Wednesday, June 10, 2009

Tech fun

One of the things that didn't make the transition from my old computer to this new netbook is Microsoft Office. It's not impossible for me to load Office on this computer, but since Office comes on a CD-ROM and this computer has no CD-ROM drive, you must admit that the process would be more difficult than normal.

To remedy that, the computer comes installed with StarOffice, which is a re-branded version of the OpenOffice platform. That's all fine, except that it wasn't concomitant with the latest version of OpenOffice. I probably wouldn't have noticed, except that the latest version supports the "new" Word files of 2007, which is essential. During the period when I was using Word on my previous computer, that's the only thing I saved. So, I chucked out StarOffice and replaced it with it's more capable sibling.

I lost Microsoft Outlook in the switch, so I replaced that with Mozilla's Thunderbird. I had been using Thunderbird for a long time prior to trying out Outlook last year, so it's no big switch to revert back. Thunderbird works great for fetching emails from the UMKC server, but there's one part of Outlook that I miss: the calendar. It worked really well and was very easy to deal with.

Yesterday, I tackled the problem of calendars. I've got online calendar software available from both Yahoo and Google, as well as a desktop client from Mozilla: Sunbird. None of them are totally what I'm looking for, in terms of features or usability, but they ARE all free. So...

I was able to do something with the calendar programs that felt like another small computing milestone for me. Since Google Calendar and Sunbird both use the same open standard for their files, they can easily talk back and forth to one another. I've managed to get my desktop Sunbird calendar linked with the Google one.

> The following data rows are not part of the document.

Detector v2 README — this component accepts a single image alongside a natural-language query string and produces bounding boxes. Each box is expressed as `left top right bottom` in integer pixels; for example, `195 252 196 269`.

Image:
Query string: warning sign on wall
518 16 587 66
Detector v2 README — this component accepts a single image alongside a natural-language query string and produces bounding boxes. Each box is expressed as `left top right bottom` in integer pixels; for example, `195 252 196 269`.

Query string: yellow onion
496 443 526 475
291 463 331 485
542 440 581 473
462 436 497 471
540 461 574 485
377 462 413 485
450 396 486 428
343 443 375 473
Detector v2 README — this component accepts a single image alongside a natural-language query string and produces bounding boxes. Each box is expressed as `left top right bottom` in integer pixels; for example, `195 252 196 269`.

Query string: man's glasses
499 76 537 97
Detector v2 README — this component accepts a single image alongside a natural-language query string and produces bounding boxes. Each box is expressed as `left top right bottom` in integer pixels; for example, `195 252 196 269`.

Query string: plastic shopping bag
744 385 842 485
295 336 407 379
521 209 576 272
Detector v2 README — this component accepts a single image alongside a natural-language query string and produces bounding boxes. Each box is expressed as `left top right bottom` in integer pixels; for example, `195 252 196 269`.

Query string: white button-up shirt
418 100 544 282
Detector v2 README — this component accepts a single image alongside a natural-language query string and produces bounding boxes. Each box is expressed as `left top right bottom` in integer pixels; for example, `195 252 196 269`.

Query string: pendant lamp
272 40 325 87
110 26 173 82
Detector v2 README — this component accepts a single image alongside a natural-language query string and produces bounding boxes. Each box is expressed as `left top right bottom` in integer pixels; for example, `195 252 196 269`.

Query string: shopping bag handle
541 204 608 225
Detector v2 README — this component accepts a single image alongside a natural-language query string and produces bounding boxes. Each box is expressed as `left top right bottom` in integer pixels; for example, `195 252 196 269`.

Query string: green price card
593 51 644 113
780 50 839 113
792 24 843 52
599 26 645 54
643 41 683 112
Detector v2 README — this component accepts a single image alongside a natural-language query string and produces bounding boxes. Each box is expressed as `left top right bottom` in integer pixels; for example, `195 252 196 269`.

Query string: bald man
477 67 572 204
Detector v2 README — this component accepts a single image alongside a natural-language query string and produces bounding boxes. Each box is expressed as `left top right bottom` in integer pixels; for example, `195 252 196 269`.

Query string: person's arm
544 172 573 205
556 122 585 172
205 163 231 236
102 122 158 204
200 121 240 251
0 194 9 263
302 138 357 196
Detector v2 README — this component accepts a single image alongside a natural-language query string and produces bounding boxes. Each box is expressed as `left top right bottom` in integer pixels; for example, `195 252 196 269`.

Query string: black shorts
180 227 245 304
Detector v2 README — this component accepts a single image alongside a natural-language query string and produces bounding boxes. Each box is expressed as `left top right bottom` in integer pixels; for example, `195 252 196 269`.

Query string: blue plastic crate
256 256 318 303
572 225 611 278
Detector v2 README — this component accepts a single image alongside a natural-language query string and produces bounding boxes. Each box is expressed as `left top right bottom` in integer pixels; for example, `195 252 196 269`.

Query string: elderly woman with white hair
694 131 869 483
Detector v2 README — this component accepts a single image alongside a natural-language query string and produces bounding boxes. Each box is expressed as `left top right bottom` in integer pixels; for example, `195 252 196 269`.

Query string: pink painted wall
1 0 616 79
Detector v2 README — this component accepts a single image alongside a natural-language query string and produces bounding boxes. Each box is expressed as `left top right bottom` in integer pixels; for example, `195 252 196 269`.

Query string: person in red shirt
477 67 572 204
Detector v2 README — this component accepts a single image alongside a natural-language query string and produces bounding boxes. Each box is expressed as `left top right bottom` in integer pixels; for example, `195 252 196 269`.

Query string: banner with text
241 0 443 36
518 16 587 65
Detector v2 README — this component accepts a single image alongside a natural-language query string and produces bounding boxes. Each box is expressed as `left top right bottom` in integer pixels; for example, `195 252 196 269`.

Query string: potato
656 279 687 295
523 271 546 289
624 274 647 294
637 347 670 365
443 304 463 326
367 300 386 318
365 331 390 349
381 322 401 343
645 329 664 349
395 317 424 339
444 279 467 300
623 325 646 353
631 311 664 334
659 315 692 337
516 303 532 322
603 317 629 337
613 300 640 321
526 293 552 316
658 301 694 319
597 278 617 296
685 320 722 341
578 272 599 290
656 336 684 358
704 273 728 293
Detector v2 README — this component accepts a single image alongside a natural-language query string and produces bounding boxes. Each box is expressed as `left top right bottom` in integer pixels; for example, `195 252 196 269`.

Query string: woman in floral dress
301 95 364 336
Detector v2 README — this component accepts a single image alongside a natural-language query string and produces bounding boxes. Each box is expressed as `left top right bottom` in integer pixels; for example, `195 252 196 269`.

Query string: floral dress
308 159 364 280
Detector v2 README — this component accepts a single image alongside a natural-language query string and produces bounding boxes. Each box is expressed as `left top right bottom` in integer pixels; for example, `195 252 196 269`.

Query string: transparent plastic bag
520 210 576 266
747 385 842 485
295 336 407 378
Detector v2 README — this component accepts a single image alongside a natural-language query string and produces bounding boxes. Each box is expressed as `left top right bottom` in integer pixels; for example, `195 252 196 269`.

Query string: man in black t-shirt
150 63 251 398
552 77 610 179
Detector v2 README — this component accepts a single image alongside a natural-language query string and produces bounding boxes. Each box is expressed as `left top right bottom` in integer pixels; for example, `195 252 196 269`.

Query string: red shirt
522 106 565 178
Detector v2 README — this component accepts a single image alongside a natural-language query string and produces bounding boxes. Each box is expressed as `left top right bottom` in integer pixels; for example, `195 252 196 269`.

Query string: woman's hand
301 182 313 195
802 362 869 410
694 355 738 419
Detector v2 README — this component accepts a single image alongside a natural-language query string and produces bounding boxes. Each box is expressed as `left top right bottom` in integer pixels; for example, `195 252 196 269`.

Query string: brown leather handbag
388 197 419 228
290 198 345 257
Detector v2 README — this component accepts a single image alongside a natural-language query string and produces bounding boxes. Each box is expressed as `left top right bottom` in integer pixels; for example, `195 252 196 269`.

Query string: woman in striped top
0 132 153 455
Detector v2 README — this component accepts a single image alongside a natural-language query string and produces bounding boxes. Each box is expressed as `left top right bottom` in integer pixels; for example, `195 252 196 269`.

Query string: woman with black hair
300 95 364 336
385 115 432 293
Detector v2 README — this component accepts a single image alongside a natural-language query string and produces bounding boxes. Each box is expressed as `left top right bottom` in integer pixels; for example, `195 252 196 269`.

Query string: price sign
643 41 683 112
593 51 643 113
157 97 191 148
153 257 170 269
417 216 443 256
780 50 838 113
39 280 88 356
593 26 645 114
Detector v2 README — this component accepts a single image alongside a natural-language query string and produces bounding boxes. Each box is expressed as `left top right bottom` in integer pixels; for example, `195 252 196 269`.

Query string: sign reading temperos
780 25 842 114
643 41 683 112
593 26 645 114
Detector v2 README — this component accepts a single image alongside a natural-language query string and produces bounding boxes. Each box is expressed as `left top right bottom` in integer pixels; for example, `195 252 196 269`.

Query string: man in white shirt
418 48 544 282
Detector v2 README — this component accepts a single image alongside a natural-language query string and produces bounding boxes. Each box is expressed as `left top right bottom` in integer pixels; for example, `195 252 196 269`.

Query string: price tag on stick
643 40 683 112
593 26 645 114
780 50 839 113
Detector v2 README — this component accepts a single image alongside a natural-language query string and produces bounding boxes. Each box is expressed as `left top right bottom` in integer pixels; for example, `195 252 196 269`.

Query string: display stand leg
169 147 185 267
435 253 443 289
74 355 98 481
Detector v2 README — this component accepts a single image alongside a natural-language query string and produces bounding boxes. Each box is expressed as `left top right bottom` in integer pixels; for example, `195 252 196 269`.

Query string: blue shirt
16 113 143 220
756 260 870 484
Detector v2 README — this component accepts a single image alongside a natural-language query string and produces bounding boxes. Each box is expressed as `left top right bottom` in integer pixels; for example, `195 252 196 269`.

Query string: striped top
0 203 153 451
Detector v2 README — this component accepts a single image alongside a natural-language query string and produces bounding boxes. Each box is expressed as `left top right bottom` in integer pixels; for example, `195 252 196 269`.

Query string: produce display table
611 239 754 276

This provides several exciting benefits things to think about:
- Changes made from either my netbook OR Google's site are instantly changed in the other location. This is referred to as syncing, a term I may use here and there.
- The calendar file doesn't actually exist on my netbook. The program simply pulls the data from Google and feeds it back if I make changes. So if I use my netbook without a Wi-Fi signal, then no calendar.
- Sunbird is technically still a beta pre-release product. It's version 0.9, so it's very close to a "release", but there's still some things that don't work quite as efficiently as I'd like. For example, a function that may allow me to keep a working copy offline on my netbook is marked EXPERIMENTAL, which causes me no small doubts.

It may be that this cobbled-together solution is no long term friend. We shall see. For now, since the only places I tend to take my netbook are places that have Wi-Fi (home, school, library), it's not a problem. I can't access my calendar on the road, but that would almost certainly end up with my car in a ditch; perhaps it can be considered a safety feature.

Looking into the future, the purchase of a cell phone which can have it's internet access "tethered" to the phone would solve this problem. Another thing to think about when shopping for a replacement phone.

Speaking of phones, I applied for a job from a store that sells phones. There was a long and tedious survey of how suitable I am for a sales position, full of lots of questions regarding how I treat customers. "Would you step over your own grandmother to get a sale?" and "How many times would you continue to offer your client a service or item after they've said 'I'm not interested'? - Zero, One, Two, Three, Four, Five, or As Many As Required Until I Get The Sale."

Don't worry, grandma: I don't think I'm cut out to be a salesman, by their definitions.

1 comment:

  1. Actually, is a rebranding of StarOffice that resulted when star off was (briefly?) open sourced several years ago.

    As for the Calendar, I think Google Calendar supports Google Gears, and if you use it with something like Mozilla Prism, you can use it while offline, and it will automatically sync back whenever there is a connection.

    Yeah, I suppose that could be confusing. Prism and Gears working together can be really nice, though, for things beyond just the calendar. All of google's apps work like that, and gears is an open standard, so other websites can support it.